The point of all this is: how long should the term of a patent be? Taking a particular invention, we can answer the question pretty precisely, at least in principle. The term should be long enough to make the design work to create the invention a profitable investment, and no longer. If the term is too short, then the invention will not be created, and the consumers will not have any benefit from it at all. On the other hand, if the term is too long, consumers will suffer high prices and monopoly waste just to provide a windfall profit to the monopolist. The patent should continue just long enough for the monopoly profits to repay the cost of development of the invention, and no longer.
The difficulty is that the cost of development and design to produce a new invention is unpredictable, and differs from one invention to another. A patent term that is too long for one invention will be too short for another. Since there can only be one legal term for a patent, it will be too long in some cases and too short in others.
How long should the term of a patent be? To an economist, this question is very much like: how much steel should the economy produce? Both are questions to be answered by marginal cost-marginal benefit analysis. This is illustrated by Figure 2.
Here, the "cost" is the sum of the waste triangles (xyz) for all of the inventions under patent, and "marginal cost" is the increase in that cost as the patent term increases by one year. Marginal cost (shown in red) rises because, as the patent term increases, a larger and larger proportion of patented inventions are monopolized beyond the period necessary to repay the development cost of the invention. The "benefit" in this diagram is the sum of all net benefits (vxp0+p0xzc) for all inventions actually created. Marginal benefit (shown in blue) is the addition to this amount as the patent term increases by one year. Marginal benefit is positive because a lengthening of the patent term will lead to an increase in the number of inventions; but it is downward sloping (beyond some threshold) because the more profitable inventions will be undertaken with a relatively short patent term, and longer terms bring less profitable inventions into existence. The optimal term is the number of years corresponding to the intersection of the two lines, according to the marginal cost-marginal benefit rule.

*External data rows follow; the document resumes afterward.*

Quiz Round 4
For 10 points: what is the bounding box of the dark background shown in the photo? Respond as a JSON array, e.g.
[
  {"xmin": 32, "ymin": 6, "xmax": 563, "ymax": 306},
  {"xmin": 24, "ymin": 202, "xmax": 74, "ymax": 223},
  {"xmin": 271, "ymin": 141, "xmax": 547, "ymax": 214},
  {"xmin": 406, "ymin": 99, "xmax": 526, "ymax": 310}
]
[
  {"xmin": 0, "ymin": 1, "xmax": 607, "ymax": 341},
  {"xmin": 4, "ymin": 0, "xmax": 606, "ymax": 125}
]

Of course, in order to figure out just what the optimal term is -- just how many years? -- we would have to have numbers to attach to the lines labeled "marginal benefit" and "marginal cost." This is a difficult problem, and while there has been some research on it, there is no well established answer to the question. What we can be pretty sure of is that there is an optimal term, in principle, so that the idea of offering patents for a limited term is a sound one -- even if it is hard to be sure just what the term should be.